Thursday, December 26, 2013


This is the game I've played since I was 4 years old ...

Sungka is a Philippine mancala game which is today also played wherever Philippine migrants are living; e.g. in Taiwan, Germany, and the USA. Like the closely related congkak it is traditionally a women's game. Sungka was first described outside of Asia in 1894 by the American ethnologist Stewart Culin. 

Sungka is similar to many other Southern Asian mancala games such as naranj (Maldives), dakon (Java), congkak (Malaysia, Singapore, Indonesia) and tchonka (Marianas). The game 
differs from kalah which is known in North America and Europe in being a multi-lap game. Another important difference is that the first move is executed simultaneously in sungka which is meant to balance the game. Sungka is distinguished from congkak by being played counterclockwise and also by some other minor rule differences. Sungka is an important means for creating identity, particularly for Philippine migrants. This can be seen in sungka competitions, which are organized in the Philippines, and in the representation of Philippine culture at cultural festivals through Sungka demonstrations. The identity forming function of the game is also a central theme in Sungka and Smiling Irish Eyes, A Boy discovers what it means to be Half-Irish and Half-Filipino by Natalie Gonzales-Sullaway. The feminist poet and communication scientist Alison M. De La Cruz wrote in 1999 a one-woman performance called Sungka, which analyses the societal and family-related expectations in regard to gender-specific behavior and sexuality, race and ethnic affiliation, by comparing it to a game of Sungka. De La Cruz also reflects in her performance how she has come to terms with her lesbian coming-out. Her poem That Age, which was part of the performance, has become well-known in the America. 

Moreover, sungka is still used by fortune tellers and prophets, which are called in the Philippines baybalin or maghuhula, for divinatory purposes.  Older people hope to find out with their help whether the journey of a youth is favorable at a certain day, and girls, whether they will marry one day, and, in case they will, when this will be. The game is usually played outdoors because there is a Filipino superstition about a house will burn 
down if it's played indoors. 

In past times, sungka boards were also used for mathematical calculations, which were researched by Indian ethnomathematicians. 

Although the sungka rules are not much different from those of congkak, sungka is perceived as a genuinely Philippine game by native players. 

How To Play Sunka

                                                                                      Initial position

The oblong game board (sungka(h)an), which is usually carved in wood (e.g., mahogany), consists of two rows of seven small pits each.
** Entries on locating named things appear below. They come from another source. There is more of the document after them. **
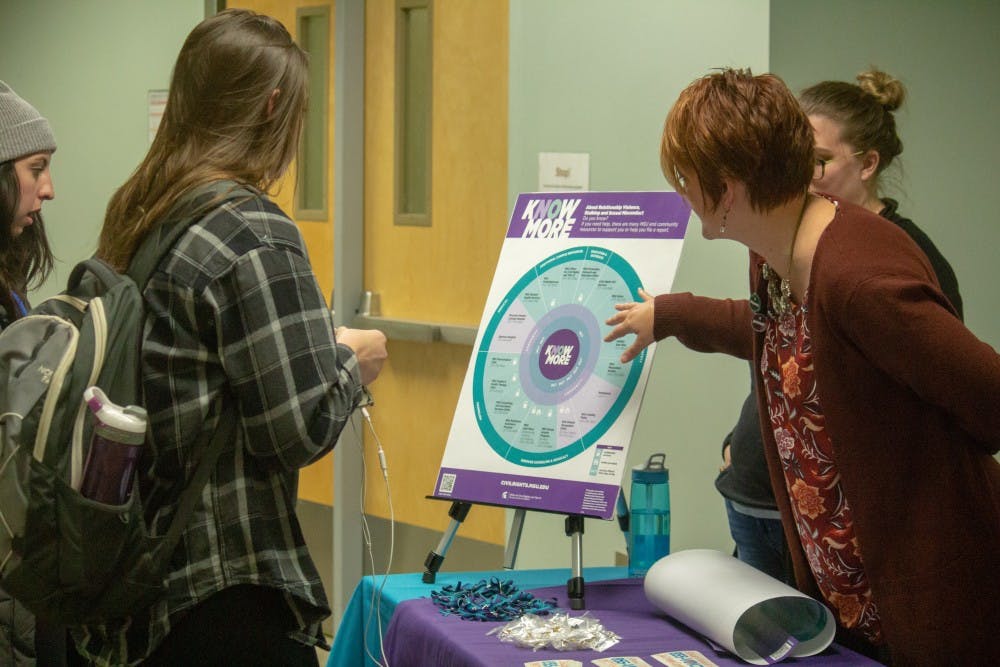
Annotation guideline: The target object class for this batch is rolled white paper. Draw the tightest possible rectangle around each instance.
[643,549,836,665]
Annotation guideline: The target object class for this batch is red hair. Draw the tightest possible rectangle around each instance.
[660,69,816,211]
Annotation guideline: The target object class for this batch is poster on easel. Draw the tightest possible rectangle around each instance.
[432,192,691,519]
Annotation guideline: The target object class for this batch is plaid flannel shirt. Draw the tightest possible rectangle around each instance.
[77,189,363,665]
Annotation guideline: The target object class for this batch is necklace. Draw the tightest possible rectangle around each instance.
[761,194,809,318]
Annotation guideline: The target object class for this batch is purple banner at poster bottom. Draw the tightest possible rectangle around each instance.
[434,468,619,519]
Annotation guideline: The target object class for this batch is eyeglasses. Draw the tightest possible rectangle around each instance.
[813,151,864,181]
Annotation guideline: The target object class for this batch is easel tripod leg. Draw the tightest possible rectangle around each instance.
[421,501,472,584]
[566,514,586,609]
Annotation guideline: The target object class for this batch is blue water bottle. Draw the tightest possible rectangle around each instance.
[628,454,670,577]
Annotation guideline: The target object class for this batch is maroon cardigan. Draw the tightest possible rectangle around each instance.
[654,202,1000,665]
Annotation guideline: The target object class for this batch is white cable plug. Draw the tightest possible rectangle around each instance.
[361,407,389,482]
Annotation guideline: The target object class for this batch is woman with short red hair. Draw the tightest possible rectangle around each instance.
[606,69,1000,665]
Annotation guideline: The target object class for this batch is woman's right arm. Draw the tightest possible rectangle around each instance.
[604,290,753,363]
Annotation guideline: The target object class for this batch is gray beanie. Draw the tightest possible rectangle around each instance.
[0,81,56,162]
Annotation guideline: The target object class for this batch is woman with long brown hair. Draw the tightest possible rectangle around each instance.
[77,10,386,665]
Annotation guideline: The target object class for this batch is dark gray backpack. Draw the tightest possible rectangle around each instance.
[0,181,254,625]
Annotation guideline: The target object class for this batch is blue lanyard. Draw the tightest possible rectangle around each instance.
[10,290,28,317]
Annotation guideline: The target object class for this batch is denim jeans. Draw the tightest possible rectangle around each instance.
[726,498,794,586]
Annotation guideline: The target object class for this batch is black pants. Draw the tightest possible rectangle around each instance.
[142,585,319,667]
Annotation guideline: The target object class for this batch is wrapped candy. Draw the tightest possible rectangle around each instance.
[487,612,621,651]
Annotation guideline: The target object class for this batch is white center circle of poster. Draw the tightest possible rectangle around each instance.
[472,246,646,467]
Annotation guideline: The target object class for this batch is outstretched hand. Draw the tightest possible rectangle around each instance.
[604,287,653,364]
[336,327,389,386]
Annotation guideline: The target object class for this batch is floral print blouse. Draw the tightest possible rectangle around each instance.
[760,294,882,643]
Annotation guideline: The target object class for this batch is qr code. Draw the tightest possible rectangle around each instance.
[438,472,456,493]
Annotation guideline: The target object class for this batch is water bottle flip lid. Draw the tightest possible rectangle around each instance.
[632,453,670,484]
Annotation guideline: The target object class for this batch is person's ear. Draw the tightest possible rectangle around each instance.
[719,178,742,211]
[861,148,880,181]
[267,88,281,118]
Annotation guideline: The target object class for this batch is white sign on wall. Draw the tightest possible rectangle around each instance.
[538,153,590,192]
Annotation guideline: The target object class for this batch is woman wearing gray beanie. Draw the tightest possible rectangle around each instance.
[0,81,59,667]
[0,81,56,328]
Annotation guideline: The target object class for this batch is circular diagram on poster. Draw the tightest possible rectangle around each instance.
[472,246,646,467]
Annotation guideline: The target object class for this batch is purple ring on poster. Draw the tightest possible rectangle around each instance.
[538,329,580,380]
[518,304,601,405]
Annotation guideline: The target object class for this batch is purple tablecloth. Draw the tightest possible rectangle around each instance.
[385,579,878,667]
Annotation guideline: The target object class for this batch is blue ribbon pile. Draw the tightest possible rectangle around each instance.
[431,577,556,621]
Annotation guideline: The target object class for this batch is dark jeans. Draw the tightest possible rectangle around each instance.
[142,586,319,667]
[726,499,795,586]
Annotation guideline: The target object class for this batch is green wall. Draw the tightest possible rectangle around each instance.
[771,0,1000,349]
[508,0,768,567]
[0,0,205,301]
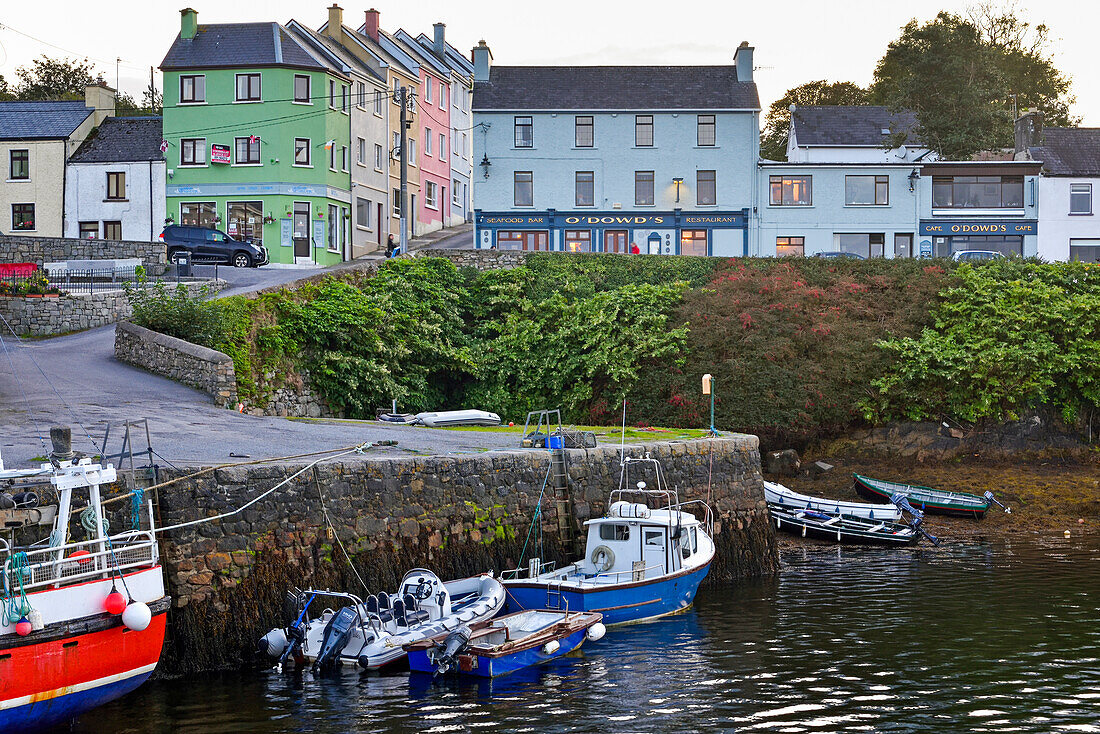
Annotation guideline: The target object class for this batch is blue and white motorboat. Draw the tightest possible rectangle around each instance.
[501,453,714,625]
[405,610,605,678]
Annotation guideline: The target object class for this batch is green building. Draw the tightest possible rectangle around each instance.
[161,8,352,265]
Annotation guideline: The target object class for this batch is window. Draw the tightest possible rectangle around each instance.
[844,176,890,207]
[179,138,206,166]
[695,114,715,145]
[11,204,34,231]
[776,237,806,258]
[771,176,813,207]
[237,74,260,102]
[634,171,653,207]
[179,74,206,105]
[226,201,264,244]
[634,114,653,147]
[516,117,535,147]
[355,196,371,229]
[294,138,310,166]
[1069,183,1092,215]
[294,74,314,105]
[600,523,630,540]
[565,229,592,252]
[575,171,596,207]
[179,201,218,227]
[695,171,718,207]
[107,171,127,201]
[233,135,260,165]
[932,176,1024,209]
[680,229,707,255]
[8,149,31,180]
[512,171,535,207]
[573,114,595,147]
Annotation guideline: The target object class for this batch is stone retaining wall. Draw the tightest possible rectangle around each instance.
[114,321,237,407]
[0,234,168,275]
[0,281,226,337]
[152,435,778,675]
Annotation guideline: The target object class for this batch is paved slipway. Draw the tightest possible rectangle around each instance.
[0,240,506,467]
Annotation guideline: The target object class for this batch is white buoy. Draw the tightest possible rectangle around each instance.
[122,602,153,632]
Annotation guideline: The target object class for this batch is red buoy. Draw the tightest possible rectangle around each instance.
[103,590,127,614]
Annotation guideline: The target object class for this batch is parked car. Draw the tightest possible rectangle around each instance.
[952,250,1004,263]
[161,224,267,267]
[814,250,864,260]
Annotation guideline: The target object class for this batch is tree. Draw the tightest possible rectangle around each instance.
[15,54,95,100]
[760,79,870,161]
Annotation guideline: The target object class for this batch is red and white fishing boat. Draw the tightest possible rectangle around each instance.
[0,429,171,732]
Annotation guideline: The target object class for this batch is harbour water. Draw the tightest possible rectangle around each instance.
[75,536,1100,734]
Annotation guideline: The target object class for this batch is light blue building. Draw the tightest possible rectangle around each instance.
[473,42,760,255]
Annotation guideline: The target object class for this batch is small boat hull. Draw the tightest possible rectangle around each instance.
[853,474,989,519]
[504,561,711,626]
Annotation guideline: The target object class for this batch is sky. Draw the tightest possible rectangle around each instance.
[0,0,1100,127]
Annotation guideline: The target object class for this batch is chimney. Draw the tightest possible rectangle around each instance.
[470,39,493,81]
[734,41,755,81]
[179,8,199,41]
[431,23,447,58]
[1014,110,1043,160]
[326,2,343,41]
[363,8,378,43]
[84,79,114,128]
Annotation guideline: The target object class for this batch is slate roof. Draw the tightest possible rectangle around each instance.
[473,65,760,111]
[1027,128,1100,177]
[69,117,164,163]
[161,23,325,69]
[0,101,92,140]
[791,105,921,147]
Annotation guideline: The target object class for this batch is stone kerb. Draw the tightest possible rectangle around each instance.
[114,321,237,406]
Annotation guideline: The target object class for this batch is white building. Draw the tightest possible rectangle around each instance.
[1015,112,1100,262]
[64,117,165,241]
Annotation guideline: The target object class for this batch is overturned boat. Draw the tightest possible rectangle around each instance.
[405,610,605,678]
[260,569,504,670]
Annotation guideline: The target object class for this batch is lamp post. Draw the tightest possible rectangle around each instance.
[703,372,719,436]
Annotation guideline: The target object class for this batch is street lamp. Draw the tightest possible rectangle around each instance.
[703,372,719,436]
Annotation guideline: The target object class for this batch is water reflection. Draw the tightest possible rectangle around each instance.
[64,538,1100,732]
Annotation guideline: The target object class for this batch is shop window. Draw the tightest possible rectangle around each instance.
[575,171,596,207]
[680,229,707,255]
[573,114,595,147]
[844,176,890,207]
[565,229,592,252]
[1069,184,1092,215]
[770,176,814,207]
[776,237,806,258]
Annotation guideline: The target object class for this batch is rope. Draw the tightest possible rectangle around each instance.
[314,467,371,596]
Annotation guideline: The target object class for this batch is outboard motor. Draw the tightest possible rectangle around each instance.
[314,606,359,670]
[432,625,472,676]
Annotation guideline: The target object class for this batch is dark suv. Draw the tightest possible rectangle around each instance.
[161,224,267,267]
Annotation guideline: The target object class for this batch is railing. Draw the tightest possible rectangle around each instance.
[3,530,158,593]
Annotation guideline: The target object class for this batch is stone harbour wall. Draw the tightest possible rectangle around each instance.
[0,281,226,337]
[0,234,168,275]
[152,435,778,675]
[114,321,237,407]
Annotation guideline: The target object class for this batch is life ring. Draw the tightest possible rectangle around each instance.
[591,546,615,573]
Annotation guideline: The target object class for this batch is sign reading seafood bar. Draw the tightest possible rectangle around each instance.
[921,219,1038,237]
[477,211,747,228]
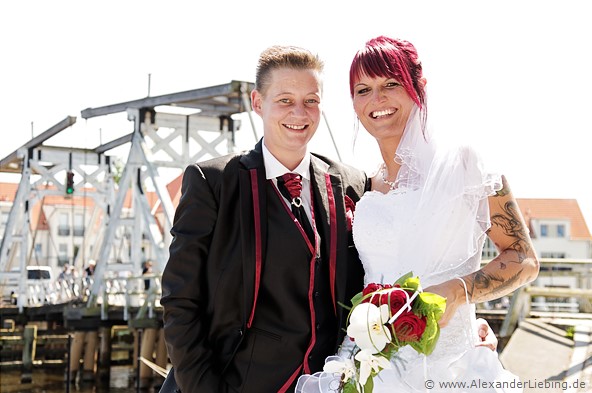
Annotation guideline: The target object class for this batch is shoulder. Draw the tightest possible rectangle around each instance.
[311,153,370,194]
[311,153,366,177]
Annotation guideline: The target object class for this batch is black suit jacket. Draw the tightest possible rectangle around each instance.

I n addition, there are at either end a large store (bahay) for the captured stones.  Each player owns the store to his right.

In each small pit are initially seven counters (sigay), usually cowrie shells.

Sowing:  At each turn a player empties one of his small pits and then distributes its contents in a counterclockwise direction, one by one, into the following pits including his own store, but passing the opponents store.

  • If the last stone falls into a non-empty small pit, its contents are lifted and distributed in another lap.
  • If the last stone is dropped into the player's own store, the player gets a bonus move.
  • If the last stone is dropped into an empty pit, the move ends.
  • If the move ends by dropping the last stone into one of your own small pits you capture the stones in the opponent's pit directly across the board and your own stone. The captured stones are deposited in your store. However, if the opponent's pit is empty, nothing is captured.

The first move is played simultaneously. After that play is alternately. The first player to finish the first move may start the second move. However, in face-to-face play one player might start shortly after his opponent so that he could choose a response which would give him an advantage. There is no rule that actually could prevent such a tactic. So, in fact, the decision-making may be non-simultaneous.

You must move if you can. If you can't a player must pass until he can move again.

The game ends when no stones are left in the small pits.

The player who captures most stones wins the game.

Moves in mancala games consist of one or several laps (also known as sowings).  Sunka games, which have several laps (also called relay sowing), are known as multiple lap mancala games.

A lap consists of taking all the seeds from a pit and sowing them, one by one, into the following pits:

Taking the seeds from the only occupied hole


Sowing them

Usually mancala games have a predetermined sense of sowing. In all the examples here a counter-clockwise sense is used.